History of Germany

Discover the fascinating history of Germany

From 843 to 1806, area now known as Germany was a medieval empire. Known as the Holy Roman Empire of the German Nation, the empire managed to expand its influence quite successfully with the help of the Catholic Church, the Hanseatic League and the Teutonic Order. However, in 1530 attempts at a Protestant Reformation failed leading to inter-German strife and a period of battle known as the Thirty Years War. Though it did manage to regain peace in 1648, war had weakened the country making it an easy target to be overrun and dissolved in 1806 during the Napoleonic Wars. At this point Austria became divided from the rest of the country.

After the fall of Napoleon, Germany was restructured and divided into 39 states. Before long, Germany began to be shaped by the Industrial Revolution which led to industrialization and poverty. Following the lead of France, both German intellectuals and commoners began a series of Revolutions in Germany. Initially, the monarchs yielded to the liberal demands but King Frederick William IV rejected the crown based on the fact that he would have no power. This resulted in the demise of the national assembly. Before long, King Wilheim I and the parliament had conflicting ideas regarding military reforms and a prime minister was elected. War was successfully waged on Denmark, Austria and France.

The German Empire was proclaimed in Versailles in 1871 after the defeat of the French. This was the first time modern Germany was unified as a nation state. Germany was somewhat re-united once more, with the exception of Austria. Colonies were established and it seemed as if Germany was destined for years of peace. However, William II forced Bismarck out of parliament and took an imperialistic course which led to friction with neighboring countries. Most of the alliances that had been made in the past were not renewed. On the 28th of July 1914, Germany saw the beginning of World War I. They took the side of the Central Powers who lost against the Allied Powers. In 1918, the German Revolution erupted and all ruling princes as well as the emperor abdicated. In 1919, the Treaty of Versailles was signed and the high-demands of this treaty were seen as been humiliating for Germany and as a continuation of war through bureaucracy.

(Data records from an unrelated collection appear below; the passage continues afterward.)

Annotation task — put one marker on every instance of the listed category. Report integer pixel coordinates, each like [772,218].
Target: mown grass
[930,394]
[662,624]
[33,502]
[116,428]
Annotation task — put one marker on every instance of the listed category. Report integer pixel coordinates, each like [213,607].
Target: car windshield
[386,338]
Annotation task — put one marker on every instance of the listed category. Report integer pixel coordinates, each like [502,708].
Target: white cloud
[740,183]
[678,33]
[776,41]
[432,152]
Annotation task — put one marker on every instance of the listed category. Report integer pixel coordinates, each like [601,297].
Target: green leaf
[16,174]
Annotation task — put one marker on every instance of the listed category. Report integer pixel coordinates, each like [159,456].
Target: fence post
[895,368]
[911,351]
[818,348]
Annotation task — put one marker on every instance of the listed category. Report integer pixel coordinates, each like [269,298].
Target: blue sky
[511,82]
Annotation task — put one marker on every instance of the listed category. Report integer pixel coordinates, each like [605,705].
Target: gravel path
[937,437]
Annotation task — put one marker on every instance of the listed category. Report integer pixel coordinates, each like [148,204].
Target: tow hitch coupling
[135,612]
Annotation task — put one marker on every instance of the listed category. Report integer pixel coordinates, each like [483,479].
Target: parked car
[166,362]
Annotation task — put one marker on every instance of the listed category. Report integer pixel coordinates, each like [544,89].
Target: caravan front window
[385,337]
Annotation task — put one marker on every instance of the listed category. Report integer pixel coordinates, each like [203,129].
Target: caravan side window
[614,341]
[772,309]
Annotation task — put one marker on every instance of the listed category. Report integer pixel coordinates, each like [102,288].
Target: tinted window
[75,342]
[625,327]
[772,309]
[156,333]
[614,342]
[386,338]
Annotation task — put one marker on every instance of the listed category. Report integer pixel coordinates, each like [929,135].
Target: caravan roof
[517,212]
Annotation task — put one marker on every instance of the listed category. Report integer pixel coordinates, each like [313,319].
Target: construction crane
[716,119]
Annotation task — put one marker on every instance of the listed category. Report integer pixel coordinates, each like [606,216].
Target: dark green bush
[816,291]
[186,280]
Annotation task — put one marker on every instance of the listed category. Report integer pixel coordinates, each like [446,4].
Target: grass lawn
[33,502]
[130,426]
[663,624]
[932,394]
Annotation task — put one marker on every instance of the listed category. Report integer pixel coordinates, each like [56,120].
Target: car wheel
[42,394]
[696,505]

During the 1920s, Germany thrived as the Weimar Republic. However, the Great Depression brought severe economic hardship - especially because of the harsh peace conditions that had been dictated by the Treaty of Versailles. As a result, German voters began to support anti-democratic parties. On the 30 of January 1933, Adolf Hitler was appointed Chancellor of Germany. Nearly a month later, the basic rights of the people were abrogated under an emergency decree and Hitler's government gained full legislative power. A totalitarian state was established and the Third Reich began.

Over the next few years, Nazi government outlawed all opposing parties, turned trade and industry towards production that would aid war and founded the Gestapo state police. Support for these actions was maintained by lowering of the unemployment rate through public works projects and deficit spending. Not long after this, Hitler started promoting a policy of expansionism whereby he wished to create a "Greater Germany" and unify with Austria. In 1939, Germany launched a Blitzkrieg against Poland which ultimately led to World War II. During this time many atrocities - both to conquered countries, prisoners and certain targeted racial and religious groups - occurred. Though Germany initially gained much territory and seemed unstoppable, there efforts came to a screeching halt in 1945 when faced with the armies of the Soviet Union, Great Britain, France and the United States.

Yet again, Germany was divided. They suffered notable territorial losses. West Germany and West Berlin came under the control of the Western allies and East Germany and East Berlin was controlled by the Soviet Union. The Berlin Wall was built by East Germany to maintain this separateness. After much unrest and talk, people from East Germany were allowed to cross to West Germany and the degradation of the then current political state of affairs began to deteriorate. Eventually the Berlin Wall was broken down and Germany became reunited.